Cult and Fringe Archaeology

The ‘New Age’

The term ‘New Age’ has come to be a catch-all for a wide, often bizarre and mutually incompatible variety of beliefs that have become prominent since the 1960s. The term refers to the astrological Age of Aquarius, which is supposed by some to have begun in 1987, although the precise date is disputed. The Age of Aquarius began when the vernal equinox coincided with the sun entering the astrological constellation of Aquarius: the apparent position of the sun against the background of stars on a specific day varies with time, a phenomenon known as the precession of the equinoxes and caused by a slight wobble of the earth as it spins on its axis, one much used by fringe writers. The believers in New Age philosophies expect that their views will become dominant in the next few years as a result of changing astrological influences brought about by precession. Within this broad group, though, there is little agreement on detail. Their basic unifying theme is that the post-Enlightenment world has become too materialistic and has lost touch with a more fundamental spirituality that lies at the root of creation, making them very similar to the creationists, although the specific spiritualities in question are very different. There is also a general belief that this is the relatively recent culmination of a long process, which came about in Europe and that patriarchal social and technological systems are implicated in the loss. New Age writers have produced a form of history according to which ‘New Age consciousness’ (meaning awareness of the earth’s supposed spiritual energies, of the healing power of crystals, the worship of a Great Cosmic Mother/The Goddess/Mother Earth and so on) was once widespread and formed the dominant paradigm under which prehistoric cultures operated. The works of some mainstream scholars (most notably the prehistorian Marija Gimbutas (1921-1994)) have contributed a great deal to ‘New Age’ beliefs and there are signs that some archaeologists are willing to accommodate at least certain aspects of these beliefs into their interpretations of the past. Indeed, it would be surprising if there are not some archaeologists whose religious beliefs incline towards the New Age, if not endorsing it wholeheartedly.

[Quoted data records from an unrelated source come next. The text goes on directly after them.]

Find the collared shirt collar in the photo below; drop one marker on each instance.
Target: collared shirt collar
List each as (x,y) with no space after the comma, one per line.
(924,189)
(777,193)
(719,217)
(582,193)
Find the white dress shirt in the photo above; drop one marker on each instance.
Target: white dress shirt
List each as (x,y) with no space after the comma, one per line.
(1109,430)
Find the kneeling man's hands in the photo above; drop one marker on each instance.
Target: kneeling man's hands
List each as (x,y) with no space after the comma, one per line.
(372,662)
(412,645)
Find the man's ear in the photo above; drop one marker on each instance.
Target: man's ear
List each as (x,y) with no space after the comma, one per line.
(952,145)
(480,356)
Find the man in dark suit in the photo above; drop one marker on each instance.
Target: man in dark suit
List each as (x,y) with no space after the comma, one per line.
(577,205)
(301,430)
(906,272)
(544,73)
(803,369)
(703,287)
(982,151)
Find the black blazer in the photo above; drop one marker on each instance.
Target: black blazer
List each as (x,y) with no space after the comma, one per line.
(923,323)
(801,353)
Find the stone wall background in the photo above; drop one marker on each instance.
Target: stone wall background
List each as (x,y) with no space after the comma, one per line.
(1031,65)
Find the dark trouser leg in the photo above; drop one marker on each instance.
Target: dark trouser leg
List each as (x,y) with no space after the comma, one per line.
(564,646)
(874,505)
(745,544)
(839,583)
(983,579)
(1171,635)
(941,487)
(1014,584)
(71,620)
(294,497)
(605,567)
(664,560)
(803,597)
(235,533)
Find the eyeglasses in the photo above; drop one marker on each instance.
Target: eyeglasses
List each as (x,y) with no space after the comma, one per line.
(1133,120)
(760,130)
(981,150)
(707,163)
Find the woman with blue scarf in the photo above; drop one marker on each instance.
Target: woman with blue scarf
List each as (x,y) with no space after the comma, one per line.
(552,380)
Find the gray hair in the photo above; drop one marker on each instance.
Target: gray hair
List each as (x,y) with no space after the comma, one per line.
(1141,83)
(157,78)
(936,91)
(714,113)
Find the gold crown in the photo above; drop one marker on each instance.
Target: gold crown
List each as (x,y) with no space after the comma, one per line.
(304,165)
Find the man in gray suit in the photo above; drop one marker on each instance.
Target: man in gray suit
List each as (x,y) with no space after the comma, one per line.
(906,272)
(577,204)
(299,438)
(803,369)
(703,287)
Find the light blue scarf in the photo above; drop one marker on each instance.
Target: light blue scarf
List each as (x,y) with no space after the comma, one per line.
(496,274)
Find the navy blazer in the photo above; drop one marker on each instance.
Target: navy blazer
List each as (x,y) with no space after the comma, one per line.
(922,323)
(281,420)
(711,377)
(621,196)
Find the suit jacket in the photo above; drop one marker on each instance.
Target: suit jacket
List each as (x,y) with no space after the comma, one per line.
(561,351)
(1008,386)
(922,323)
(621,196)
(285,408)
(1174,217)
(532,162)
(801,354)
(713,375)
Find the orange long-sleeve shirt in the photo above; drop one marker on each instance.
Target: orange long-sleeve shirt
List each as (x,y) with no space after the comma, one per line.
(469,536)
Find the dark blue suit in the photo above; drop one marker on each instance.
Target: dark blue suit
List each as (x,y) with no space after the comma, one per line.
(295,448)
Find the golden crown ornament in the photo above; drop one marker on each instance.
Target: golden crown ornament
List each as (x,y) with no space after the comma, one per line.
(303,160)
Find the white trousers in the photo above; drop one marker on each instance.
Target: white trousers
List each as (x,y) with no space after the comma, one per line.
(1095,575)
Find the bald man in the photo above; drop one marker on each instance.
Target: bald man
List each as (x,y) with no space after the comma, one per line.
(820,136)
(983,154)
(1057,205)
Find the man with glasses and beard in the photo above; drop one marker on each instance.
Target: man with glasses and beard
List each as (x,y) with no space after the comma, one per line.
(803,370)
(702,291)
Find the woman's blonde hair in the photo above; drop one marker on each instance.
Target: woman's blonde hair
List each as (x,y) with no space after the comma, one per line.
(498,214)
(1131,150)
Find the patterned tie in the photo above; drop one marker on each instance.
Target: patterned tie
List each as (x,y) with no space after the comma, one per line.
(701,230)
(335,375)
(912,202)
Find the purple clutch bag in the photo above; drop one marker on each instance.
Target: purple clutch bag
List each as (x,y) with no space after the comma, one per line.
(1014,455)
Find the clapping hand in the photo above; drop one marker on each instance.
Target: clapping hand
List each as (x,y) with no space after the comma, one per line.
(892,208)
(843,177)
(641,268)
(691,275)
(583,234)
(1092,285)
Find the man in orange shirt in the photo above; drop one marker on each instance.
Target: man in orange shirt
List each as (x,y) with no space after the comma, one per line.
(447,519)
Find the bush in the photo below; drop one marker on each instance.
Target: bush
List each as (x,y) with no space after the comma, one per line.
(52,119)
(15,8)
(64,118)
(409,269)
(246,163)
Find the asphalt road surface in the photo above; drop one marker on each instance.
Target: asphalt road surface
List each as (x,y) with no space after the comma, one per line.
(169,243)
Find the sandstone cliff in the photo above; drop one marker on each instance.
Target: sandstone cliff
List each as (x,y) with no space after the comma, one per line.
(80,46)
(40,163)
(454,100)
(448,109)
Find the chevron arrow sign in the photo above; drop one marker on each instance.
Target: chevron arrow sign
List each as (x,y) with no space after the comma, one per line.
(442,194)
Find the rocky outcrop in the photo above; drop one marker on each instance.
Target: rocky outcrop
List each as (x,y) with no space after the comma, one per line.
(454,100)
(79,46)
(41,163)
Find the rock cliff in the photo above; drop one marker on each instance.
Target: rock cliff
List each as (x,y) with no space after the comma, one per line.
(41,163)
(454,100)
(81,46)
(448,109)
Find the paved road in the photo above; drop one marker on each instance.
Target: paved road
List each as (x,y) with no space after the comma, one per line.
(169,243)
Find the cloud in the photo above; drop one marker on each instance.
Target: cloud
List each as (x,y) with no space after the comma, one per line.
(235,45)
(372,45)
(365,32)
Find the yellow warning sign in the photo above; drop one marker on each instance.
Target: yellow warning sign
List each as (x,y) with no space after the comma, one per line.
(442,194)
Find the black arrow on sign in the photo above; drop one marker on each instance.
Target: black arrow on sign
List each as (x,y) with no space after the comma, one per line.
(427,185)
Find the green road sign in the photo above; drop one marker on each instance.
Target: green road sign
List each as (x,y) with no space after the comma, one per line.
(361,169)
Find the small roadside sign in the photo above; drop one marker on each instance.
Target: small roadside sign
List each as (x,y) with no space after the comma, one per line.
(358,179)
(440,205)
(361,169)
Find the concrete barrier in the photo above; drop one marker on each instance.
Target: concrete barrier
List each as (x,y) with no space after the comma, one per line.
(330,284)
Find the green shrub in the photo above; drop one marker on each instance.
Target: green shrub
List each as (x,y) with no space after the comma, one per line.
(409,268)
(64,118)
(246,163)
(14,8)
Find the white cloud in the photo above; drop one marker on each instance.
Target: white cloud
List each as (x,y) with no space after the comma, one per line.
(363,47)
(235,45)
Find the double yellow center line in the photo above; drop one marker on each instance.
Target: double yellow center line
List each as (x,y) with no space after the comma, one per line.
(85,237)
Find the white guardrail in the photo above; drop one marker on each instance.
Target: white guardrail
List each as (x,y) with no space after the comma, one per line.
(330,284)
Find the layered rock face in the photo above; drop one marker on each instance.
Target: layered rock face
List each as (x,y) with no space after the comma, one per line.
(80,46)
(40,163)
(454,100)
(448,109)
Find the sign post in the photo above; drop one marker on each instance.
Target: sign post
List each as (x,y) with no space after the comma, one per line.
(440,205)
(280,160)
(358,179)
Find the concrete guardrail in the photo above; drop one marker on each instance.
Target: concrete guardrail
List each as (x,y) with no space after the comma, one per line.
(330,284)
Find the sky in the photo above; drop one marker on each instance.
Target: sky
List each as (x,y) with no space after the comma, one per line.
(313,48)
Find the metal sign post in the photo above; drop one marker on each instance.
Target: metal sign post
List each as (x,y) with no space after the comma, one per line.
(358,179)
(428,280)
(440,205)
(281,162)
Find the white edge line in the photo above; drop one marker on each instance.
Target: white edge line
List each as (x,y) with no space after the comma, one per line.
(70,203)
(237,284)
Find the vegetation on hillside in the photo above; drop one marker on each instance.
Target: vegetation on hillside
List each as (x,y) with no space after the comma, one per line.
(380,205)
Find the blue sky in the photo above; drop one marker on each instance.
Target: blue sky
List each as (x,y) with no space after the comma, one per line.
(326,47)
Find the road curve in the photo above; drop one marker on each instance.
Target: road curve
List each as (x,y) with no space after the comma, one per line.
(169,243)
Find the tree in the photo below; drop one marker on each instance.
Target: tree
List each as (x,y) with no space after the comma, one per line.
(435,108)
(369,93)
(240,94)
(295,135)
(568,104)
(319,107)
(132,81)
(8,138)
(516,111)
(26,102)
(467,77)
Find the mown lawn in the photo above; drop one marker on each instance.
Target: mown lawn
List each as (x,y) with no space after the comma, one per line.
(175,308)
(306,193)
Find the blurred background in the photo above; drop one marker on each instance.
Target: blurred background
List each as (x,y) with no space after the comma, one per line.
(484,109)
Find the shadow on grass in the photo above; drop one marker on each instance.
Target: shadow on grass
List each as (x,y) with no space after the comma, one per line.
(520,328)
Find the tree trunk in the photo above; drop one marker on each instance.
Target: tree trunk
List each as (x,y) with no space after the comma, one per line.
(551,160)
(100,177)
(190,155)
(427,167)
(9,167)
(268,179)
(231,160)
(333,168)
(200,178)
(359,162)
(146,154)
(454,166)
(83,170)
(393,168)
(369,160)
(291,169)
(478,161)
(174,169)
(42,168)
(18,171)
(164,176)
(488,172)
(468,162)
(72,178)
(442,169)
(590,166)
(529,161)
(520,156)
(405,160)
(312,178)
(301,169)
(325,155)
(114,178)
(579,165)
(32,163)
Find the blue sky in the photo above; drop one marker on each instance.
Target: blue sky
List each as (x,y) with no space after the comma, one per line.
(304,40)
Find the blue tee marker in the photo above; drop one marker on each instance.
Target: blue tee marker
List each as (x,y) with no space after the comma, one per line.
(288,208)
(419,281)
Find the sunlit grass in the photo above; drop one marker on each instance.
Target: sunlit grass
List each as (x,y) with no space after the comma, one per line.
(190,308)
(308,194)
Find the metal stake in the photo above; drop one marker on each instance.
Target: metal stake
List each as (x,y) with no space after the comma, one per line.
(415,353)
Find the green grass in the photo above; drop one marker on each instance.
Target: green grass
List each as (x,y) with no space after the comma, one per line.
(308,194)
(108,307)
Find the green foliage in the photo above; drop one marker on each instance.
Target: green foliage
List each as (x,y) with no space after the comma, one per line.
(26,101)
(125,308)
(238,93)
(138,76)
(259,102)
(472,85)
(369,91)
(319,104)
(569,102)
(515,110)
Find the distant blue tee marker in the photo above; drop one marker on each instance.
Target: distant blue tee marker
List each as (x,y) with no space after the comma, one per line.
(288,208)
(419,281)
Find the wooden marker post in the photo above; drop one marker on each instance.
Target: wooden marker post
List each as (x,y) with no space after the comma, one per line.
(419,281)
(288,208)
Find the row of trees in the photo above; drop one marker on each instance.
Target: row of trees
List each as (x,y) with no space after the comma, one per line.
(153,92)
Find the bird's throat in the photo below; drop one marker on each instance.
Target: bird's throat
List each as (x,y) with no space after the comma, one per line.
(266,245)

Marija Gimbutas (1921-1994), the doyenne of New Age prehistoriansNew Age philosophies are characterised by the quest for a synthesis of all knowledge, a common feature of more general ‘alternative’ thinking. This synthesis should include material phenomena but also needs to extend to the non-material, seen as a ‘hidden reality’ with a deeper meaning and truth than the visible material world. Because New Age belief proceeds from the presumption that a non-physical reality underlies any physical entity, the usual procedures of scientific theory testing are thought to be superficial, as they cannot approach the supposed underlying reality. The true nature of the world is typically found through direct revelation, including psychic types such as channelling, in which the medium receives messages from spiritual entities. Testing the material world, according to this way of thinking, will produce only misleading results, as the ‘energies’ with which New Age practitioners deal are too subtle to register on the equipment of scientists, suitable only for dealing with the coarse energies of the physical world.

A great deal of ‘New Age’ archaeology is based around the idea that ‘masculine forces’, seen as inherently evil, have brought about a current state of patriarchy, materialism and other problems (such as industrial pollution, nuclear weapons, child abuse, machinery and capitalism). This is held in contrast to the ‘feminine forces’ of earlier ages, when the “Goddess” was dominant, allowing human cooperation, spiritual awareness and a life in harmony with the earth. The usual interpretation places the shift at the end of the Neolithic, with the growth of metal-using societies and the evidence for the rise of a new phenomenon: the individual, powerful man. A naïve correlation is often assumed with traditional biblical chronology, with the Age of the Patriarchs (Abraham, Isaac and Jacob) coinciding with the development of mature Bronze Age societies.

Some of these ‘New Age’ beliefs are easily dismissed without recourse to attacking the spiritual aspects. The whole topic of ‘earth energies’, for instance, depends on an essentially ahistorical view of the landscape, which treats all antiquities of any age as equal evidence for understanding the remote past. Others are more problematical (such as the origins of male-dominated societies), while yet others (such as attempts to understand ancient societies’ beliefs about specific types of landform) may contain useful insights. Any system, though, that insists that it cannot be tested by the means that are generally employed to examine claims about the world is an essentially religious viewpoint and one that refuses to open itself up to proper scrutiny. If everything is to be taken on trust because it has been ‘revealed’, ‘channelled’ or ‘felt’, then it is an authoritarian, faith-based system. Moreover, none of these incompatible, directly revealed systems offers any means for non-believers to assess the relative merits of one revelation over another, as each claims to be the sole correct version. To confuse matters further, the promoters of various ‘New Age’ beliefs use each others’ work, either unaware or unconcerned about contradictions between them. They are equally happy to quarry ideas from older belief systems – including recent eclectic mishmashes such as Theosophy or The Golden Dawn as well as more established systems, such as Judaeo-Christian writings and Buddhism – by cherry-picking those details most congenial to their own beliefs.